Thursday, May 31, 2007

Charest is not that smart (and neither am I)

This is a reprint of an article I wrote May 26 and posted in the wrong spot. I was wondering why it wasn't coming up when I was searching for it ...


So now I'm diving back into the world of political commentary on my blog. And I'm diving back into my blog. It's been a while since I've written in it, and I keep telling myself that I'll write more extensively in it. Let's see if I can keep it going this time.

On to the topic ...

Quebec Premier Jean Charest is now in a political pickle of his own making. The budget his government presented in the Quebec National Assembly this week is perhaps the boldest move he has made since becoming leader of the province. The only thing is that boldness was probably best suited to his first term. If he had been bold then, people wouldn't have reason to doubt his motives today.

Opposition Leader Mario Dumont has declared that short of excising the $950 million tax cut that is the centrepiece of the Charest budget, the Liberals should not count on the support of his party, the ADQ. And the Parti Quebecois, still reeling from the worst electoral defeat in its history, has declared the budget incompatible with its core beliefs.

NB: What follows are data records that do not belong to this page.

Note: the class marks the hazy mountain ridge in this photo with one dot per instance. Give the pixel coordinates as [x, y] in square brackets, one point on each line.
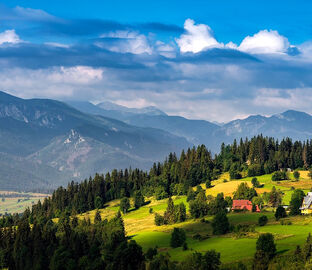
[294, 124]
[59, 144]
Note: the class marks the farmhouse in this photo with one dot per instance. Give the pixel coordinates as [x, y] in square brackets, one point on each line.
[240, 205]
[306, 207]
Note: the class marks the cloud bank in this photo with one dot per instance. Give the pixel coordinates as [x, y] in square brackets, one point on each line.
[187, 72]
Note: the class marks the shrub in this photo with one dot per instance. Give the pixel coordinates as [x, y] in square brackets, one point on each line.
[178, 238]
[263, 220]
[151, 253]
[296, 175]
[255, 182]
[280, 212]
[220, 223]
[159, 220]
[124, 205]
[279, 175]
[208, 184]
[254, 170]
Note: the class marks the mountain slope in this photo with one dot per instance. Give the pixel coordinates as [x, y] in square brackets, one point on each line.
[195, 131]
[56, 139]
[294, 124]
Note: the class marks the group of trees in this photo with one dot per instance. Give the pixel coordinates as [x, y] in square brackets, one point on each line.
[173, 214]
[69, 244]
[177, 174]
[266, 258]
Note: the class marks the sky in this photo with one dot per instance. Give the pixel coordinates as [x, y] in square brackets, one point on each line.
[212, 60]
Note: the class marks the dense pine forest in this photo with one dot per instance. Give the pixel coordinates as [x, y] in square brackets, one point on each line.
[103, 244]
[260, 155]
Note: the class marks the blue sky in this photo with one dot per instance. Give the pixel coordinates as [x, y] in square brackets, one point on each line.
[192, 59]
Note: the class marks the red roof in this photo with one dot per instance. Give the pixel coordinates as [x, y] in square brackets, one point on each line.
[243, 205]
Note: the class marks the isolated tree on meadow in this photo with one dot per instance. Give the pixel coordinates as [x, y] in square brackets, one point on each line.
[220, 223]
[178, 237]
[124, 205]
[138, 199]
[296, 175]
[280, 212]
[296, 202]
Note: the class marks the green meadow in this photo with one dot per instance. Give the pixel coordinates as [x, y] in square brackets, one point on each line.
[139, 224]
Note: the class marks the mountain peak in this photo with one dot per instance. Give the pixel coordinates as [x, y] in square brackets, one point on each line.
[150, 110]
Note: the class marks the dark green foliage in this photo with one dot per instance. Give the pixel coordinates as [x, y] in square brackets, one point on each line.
[191, 195]
[265, 243]
[178, 237]
[97, 217]
[279, 176]
[124, 205]
[138, 199]
[296, 202]
[255, 183]
[160, 193]
[208, 184]
[98, 202]
[275, 197]
[180, 212]
[67, 246]
[280, 212]
[263, 220]
[220, 223]
[151, 253]
[244, 192]
[159, 220]
[296, 175]
[261, 260]
[255, 170]
[209, 261]
[170, 215]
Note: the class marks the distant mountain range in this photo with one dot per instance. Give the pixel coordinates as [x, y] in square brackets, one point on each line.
[46, 143]
[294, 124]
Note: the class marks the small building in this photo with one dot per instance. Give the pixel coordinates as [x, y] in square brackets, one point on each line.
[243, 205]
[306, 207]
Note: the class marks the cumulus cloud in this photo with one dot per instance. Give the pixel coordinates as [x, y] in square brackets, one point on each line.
[265, 42]
[125, 42]
[197, 38]
[9, 36]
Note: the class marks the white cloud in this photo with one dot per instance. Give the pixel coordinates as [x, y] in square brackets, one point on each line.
[197, 38]
[126, 42]
[9, 36]
[265, 42]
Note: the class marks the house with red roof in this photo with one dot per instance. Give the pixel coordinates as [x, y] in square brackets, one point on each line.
[241, 205]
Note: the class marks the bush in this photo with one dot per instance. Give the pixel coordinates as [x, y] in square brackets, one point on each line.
[124, 205]
[279, 175]
[296, 175]
[263, 220]
[280, 212]
[255, 182]
[255, 170]
[159, 220]
[178, 238]
[220, 223]
[208, 184]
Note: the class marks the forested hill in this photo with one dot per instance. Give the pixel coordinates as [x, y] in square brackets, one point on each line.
[57, 239]
[260, 155]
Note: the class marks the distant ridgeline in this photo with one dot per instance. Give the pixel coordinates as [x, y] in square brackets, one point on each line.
[74, 244]
[260, 155]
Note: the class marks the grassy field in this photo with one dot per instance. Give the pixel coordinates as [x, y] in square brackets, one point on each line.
[139, 224]
[16, 202]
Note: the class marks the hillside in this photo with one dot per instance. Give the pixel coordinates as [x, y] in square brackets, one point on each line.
[46, 143]
[293, 124]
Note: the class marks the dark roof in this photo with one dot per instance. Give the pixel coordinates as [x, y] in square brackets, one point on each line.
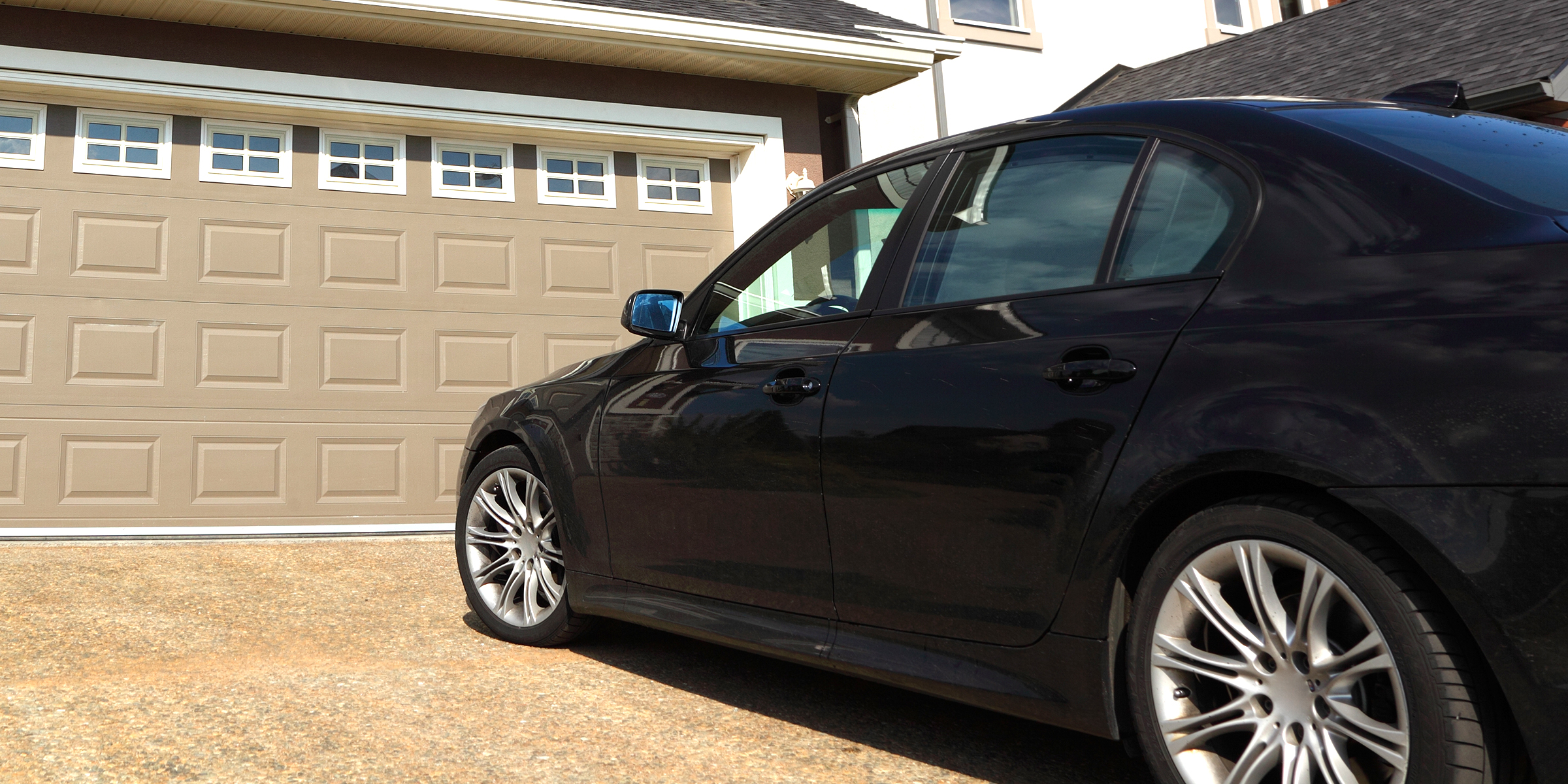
[1365, 49]
[817, 16]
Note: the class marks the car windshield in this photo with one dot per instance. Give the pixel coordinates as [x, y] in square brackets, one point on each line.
[1479, 153]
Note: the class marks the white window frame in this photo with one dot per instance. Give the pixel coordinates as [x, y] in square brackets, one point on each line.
[35, 159]
[578, 200]
[399, 162]
[1247, 18]
[704, 184]
[122, 169]
[1018, 16]
[283, 179]
[508, 182]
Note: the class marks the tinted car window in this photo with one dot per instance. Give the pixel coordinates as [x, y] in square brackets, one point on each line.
[1523, 161]
[1023, 218]
[814, 264]
[1189, 210]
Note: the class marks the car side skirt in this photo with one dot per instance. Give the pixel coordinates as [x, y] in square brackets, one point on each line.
[1060, 679]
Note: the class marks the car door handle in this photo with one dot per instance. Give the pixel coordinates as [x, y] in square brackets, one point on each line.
[792, 386]
[1107, 370]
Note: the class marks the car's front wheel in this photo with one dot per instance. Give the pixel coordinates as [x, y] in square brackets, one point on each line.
[1275, 640]
[510, 554]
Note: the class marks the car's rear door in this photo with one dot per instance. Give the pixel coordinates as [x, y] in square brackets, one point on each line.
[957, 472]
[710, 453]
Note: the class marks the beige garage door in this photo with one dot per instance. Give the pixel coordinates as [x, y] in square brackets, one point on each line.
[182, 353]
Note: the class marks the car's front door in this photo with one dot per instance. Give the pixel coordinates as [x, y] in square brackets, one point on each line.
[963, 451]
[710, 453]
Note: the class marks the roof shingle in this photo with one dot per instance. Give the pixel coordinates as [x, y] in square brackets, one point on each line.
[1365, 49]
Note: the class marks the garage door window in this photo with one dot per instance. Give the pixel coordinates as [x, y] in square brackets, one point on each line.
[21, 135]
[673, 186]
[248, 154]
[355, 162]
[123, 145]
[465, 170]
[576, 178]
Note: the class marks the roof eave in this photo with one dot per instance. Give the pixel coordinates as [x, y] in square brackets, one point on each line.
[574, 32]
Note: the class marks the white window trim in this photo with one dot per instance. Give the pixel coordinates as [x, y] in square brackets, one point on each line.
[399, 143]
[576, 200]
[508, 182]
[162, 170]
[1018, 14]
[644, 203]
[1247, 20]
[992, 25]
[283, 179]
[33, 161]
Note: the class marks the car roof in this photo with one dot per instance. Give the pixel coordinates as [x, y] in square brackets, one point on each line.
[1173, 114]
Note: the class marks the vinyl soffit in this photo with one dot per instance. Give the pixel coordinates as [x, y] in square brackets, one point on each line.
[84, 76]
[568, 32]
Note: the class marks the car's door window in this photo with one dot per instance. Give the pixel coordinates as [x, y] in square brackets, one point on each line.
[1184, 220]
[1024, 217]
[817, 263]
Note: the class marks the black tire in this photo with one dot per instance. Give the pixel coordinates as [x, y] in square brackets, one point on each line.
[1452, 734]
[562, 625]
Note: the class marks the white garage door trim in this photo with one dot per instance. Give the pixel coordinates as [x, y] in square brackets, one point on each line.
[753, 143]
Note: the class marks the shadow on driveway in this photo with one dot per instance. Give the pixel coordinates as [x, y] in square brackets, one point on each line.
[962, 739]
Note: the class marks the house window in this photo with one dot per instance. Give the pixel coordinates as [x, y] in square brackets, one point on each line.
[673, 186]
[123, 143]
[576, 178]
[363, 162]
[988, 12]
[22, 135]
[1232, 16]
[468, 170]
[248, 154]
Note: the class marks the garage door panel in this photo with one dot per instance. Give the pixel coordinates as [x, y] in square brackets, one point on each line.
[179, 353]
[159, 353]
[252, 253]
[115, 245]
[300, 256]
[137, 472]
[18, 239]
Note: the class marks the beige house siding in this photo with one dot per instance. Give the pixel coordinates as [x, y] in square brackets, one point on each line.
[182, 353]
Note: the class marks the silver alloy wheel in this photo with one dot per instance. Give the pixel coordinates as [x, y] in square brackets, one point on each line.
[514, 555]
[1266, 667]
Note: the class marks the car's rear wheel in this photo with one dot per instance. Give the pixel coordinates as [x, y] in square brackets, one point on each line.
[1277, 640]
[510, 555]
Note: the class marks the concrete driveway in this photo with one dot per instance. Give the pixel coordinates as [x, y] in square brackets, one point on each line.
[347, 661]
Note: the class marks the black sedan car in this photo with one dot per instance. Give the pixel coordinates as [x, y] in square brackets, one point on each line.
[1233, 425]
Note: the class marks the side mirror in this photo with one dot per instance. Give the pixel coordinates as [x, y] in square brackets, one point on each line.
[653, 312]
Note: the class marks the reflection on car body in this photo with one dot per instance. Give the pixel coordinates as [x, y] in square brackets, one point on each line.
[1232, 425]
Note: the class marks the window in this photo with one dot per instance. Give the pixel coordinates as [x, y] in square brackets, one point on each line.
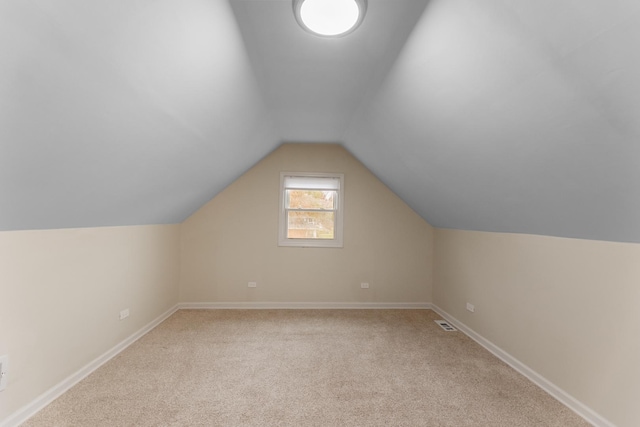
[311, 207]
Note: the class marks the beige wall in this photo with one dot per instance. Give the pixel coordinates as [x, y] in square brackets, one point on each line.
[61, 292]
[569, 309]
[233, 240]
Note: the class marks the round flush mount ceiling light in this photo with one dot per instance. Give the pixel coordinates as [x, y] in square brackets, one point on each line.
[329, 18]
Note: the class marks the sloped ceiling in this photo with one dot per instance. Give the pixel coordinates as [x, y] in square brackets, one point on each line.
[496, 115]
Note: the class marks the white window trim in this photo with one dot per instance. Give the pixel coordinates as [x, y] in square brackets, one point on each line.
[337, 241]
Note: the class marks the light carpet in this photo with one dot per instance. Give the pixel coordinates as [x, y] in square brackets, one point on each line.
[305, 368]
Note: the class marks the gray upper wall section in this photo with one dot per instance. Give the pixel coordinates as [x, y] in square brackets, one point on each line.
[509, 116]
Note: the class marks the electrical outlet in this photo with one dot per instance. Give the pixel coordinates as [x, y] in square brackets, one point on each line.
[4, 371]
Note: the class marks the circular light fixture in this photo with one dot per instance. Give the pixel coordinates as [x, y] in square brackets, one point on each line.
[329, 18]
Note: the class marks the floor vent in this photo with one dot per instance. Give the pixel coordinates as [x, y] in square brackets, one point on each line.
[445, 325]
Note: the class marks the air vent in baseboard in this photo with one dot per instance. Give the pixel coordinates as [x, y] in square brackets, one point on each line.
[445, 325]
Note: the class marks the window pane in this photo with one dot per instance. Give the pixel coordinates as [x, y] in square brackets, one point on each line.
[311, 199]
[310, 225]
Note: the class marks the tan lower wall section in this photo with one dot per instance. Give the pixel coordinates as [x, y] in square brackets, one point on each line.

Saddled with a crippled leader and financially tapped out a scant month ago, the PQ appeared to be a soft touch that would be forced to prop up the government in the short term. At least that's what the Liberals believed. But as the Toronto Star's Chantal Hebert mentioned in her May 26 column, the government made its budget decisions when Andre Boisclair was still leader of the PQ. They didn't account for Boisclair's resignation and the rise of Pauline Marois, who is now the PQ leader in all but name.

Marois is fresh from administering a swift ass-kicking to current Bloc Quebecois leader Gilles Duceppe, who thought he could rally enough support to win the PQ leadership. After he beat a hasty, embarrassing retreat to Ottawa, Marois consolidated her hold on the party and, barring some unforeseen circumstance, will be sworn in officially as the leader by the end of June at the latest. Her party is riding a popular wave, leading all polls taken since the March election, and Marios is also personally popular.

In contrast, Charest is in the exact inverse situation. His party trails both opposition parties in the post-election polls, he is as personally unpopular as he has ever been, and people across the country are angry that he used increased equalization payments from the federal government, demanded for years as essential to maintain the province's social safety net, to promise a massive tax cut funded by taxpayers in the rest of the country.

His political brinksmanship in the National Assembly can only end badly for the Liberals. As has been pointed out by numerous analysts, he must either present supplementary changes to the budget to please the PQ or the ADQ, thereby losing face and appearing weak, or push the budget through to a vote as it is written, thereby risking an election he will be hard-pressed to win.

Quebeckers aren't stupid. They know Opposition resistance to the tax cut is not an attack on the middle class (as Charest is trying to spin it) but rather a stand based on what the province can afford in the here and now. There is still room for modest tax cuts in the budget coupled with debt relief and moderate reinvestment in social priorities. Charest, who probably recognized his tax-cutting budget would be dead on arrival given his minority status, could have chosen compromise. Generally speaking, that's what voters want when they refuse a majority to a governing party in the first place.

But in choosing the path of greatest resistance, Charest cannot blame Dumont and/or the PQ for his plight. He chose this strategy willingly. When it comes to the budget, it is the government and the government alone who frames the debate and sets the agenda.If an election is avoided over the budget, Charest will be forever crippled and his leadership of his party and the government will be placed on life support. If the government is defeated, a new election is all but certain (given the ADQ's probable inability to secure the confidence of the House to govern). And the only outcome of a summer election I can see at this point is a massive Liberal defeat, consolidation of ADQ support, and a government led by Marois, who would quickly be sworn in as PQ party leader in the event of a Charest non-confidence vote, or Dumont, whose party didn't even have official status in the National Assembly four months ago.

Charest's political career is in its death throes. His demise is Dumont's gain. Marois may finally grasp the brass ring. And the Liberal Party, decimated, relegated to third-party status in much of francophone Quebec as well as in the National Assembly, may be the next provincial party in Quebec's history to die an ignoble death, following the path blazed by the Conservative Party, the Union Nationale and the Creditistes.